Event Kulturnacht: Kultur an 110 Orten in Ulm und Neu-Ulm

Ulm/Neu-Ulm / Birgit Eberle 12.09.2018
Chöre im Münster, Sprengobjekte im Atelier, Live-Rock im Gelenkbus: Kunst aller Art ist am Samstag, 15. September, an 110 Orten in Ulm und Neu-Ulm zu erleben. Rund 500 Kulturschaffende wirken mit, tausende Besucher werden erwartet.

Schade, dass man sich nicht science-fiction-mäßig vierteilen kann. Oder zehnteln. Oder wenigstens für einige Stunden in 110 Klone vermehren kann, dann könnte man sich die Qual der Wahl ersparen: Denn an genau 110 Orten hat die 18. Ulm/Neu-Ulmer Kulturnacht am 15. September Programm in petto. Sie zieht die Menschen nicht nur an etablierte Kultureinrichtungen wie Museen, Galerien, Kirchen, Theater, Bibliotheken und Gedenkstätten: Auch Bars, Cafés und Nachtclubs, Werkstätten, Straßen, Plätze und Wohnungen in der Zweilandstadt an der Donau zeigen Kultur in vielen Facetten.

Viele Genres werden geboten

Inhaltlich wird der Bogen weit über die Genres gespannt. Während in der Herrenkellergasse zum Beispiel schlicht und einfach Bilder bei Kerzenlicht betrachtet werden können, bieten die Mitarbeiter des Theater Ulm ein Labyrinth, das in die Eingeweide der Spielstätte führt  – mit Lesungen und Mini-Konzerten, Performance und Ballett. Mega wäre zu wenig: Die Kulturnacht bietet  giga viel  – von Sprengobjekten bis zum spontanen Ukulelen-Konzert, bei dem jede(r) mitmachen kann. Allein die Musik reicht vom Chorvortrag über Jazz und Live-Rock ’n’ Roll bis zu Punk und Dancefloor.

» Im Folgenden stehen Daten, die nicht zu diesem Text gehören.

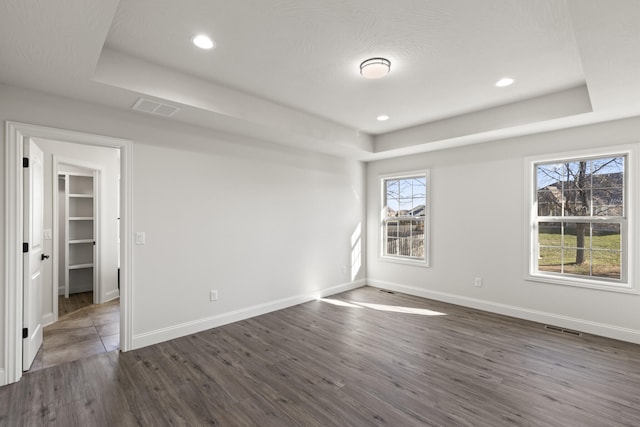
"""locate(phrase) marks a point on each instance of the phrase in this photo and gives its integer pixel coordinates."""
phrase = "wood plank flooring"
(89, 330)
(74, 303)
(361, 358)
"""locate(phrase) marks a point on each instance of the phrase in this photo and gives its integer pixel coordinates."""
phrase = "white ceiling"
(287, 70)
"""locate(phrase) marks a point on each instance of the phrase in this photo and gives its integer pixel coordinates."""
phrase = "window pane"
(405, 238)
(607, 236)
(549, 202)
(550, 259)
(608, 202)
(550, 175)
(577, 235)
(571, 266)
(590, 187)
(576, 202)
(550, 234)
(606, 264)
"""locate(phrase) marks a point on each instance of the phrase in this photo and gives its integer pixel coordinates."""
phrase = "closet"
(77, 198)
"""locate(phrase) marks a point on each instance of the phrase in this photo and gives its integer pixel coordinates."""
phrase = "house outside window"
(405, 213)
(581, 232)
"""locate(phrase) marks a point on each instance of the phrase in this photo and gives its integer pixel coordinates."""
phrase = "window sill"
(583, 283)
(406, 261)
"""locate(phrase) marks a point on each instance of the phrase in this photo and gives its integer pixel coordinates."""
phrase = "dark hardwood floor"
(74, 303)
(361, 358)
(89, 329)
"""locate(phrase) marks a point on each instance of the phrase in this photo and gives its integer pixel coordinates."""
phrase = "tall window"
(404, 213)
(580, 221)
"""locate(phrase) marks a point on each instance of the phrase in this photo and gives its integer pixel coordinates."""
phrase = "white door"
(34, 256)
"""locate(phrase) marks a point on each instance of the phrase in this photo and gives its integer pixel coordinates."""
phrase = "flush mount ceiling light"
(504, 82)
(375, 68)
(203, 41)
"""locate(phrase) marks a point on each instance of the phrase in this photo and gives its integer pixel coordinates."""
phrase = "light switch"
(140, 237)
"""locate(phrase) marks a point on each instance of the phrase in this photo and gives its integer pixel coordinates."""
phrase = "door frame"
(98, 173)
(15, 132)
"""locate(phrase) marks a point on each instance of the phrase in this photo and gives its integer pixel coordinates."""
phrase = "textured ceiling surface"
(446, 55)
(286, 71)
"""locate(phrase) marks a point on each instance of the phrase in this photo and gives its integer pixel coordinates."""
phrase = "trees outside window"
(580, 220)
(404, 213)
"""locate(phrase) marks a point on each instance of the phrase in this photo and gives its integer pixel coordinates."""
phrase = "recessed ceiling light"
(374, 68)
(504, 82)
(203, 41)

Unterwegs mit Bus und Bahn

Weil die 110 Kulturpunkte weitläufig über Ulm und Neu-Ulm gestreut sind, trifft es sich gut, dass die Kulturnacht wie in den vergangenen Jahren wieder mit der Aktion „Ohne Auto – mobil“ zusammenfällt und die Besucher gratis Busse und Bahnen im DING-Gebiet nutzen können.

Apropos Busse und Bahnen: Sie werden gleich dreimal selbst zum Veranstaltungsort. Zwei Musikstraßenbahnen drehen mit Rock ’n’ Roll-Bands an Bord ihre Runden. Doch nicht nur auf Schienen wird gerockt, erstmals ist auch ein Gelenkbus mit Barbetrieb und Live-Rock unterwegs. Und der  Radio 7-Bandbus kutschiert die  Band „Erpfenbrass“ zu diversen Auftritts-Stationen in der Ulmer City.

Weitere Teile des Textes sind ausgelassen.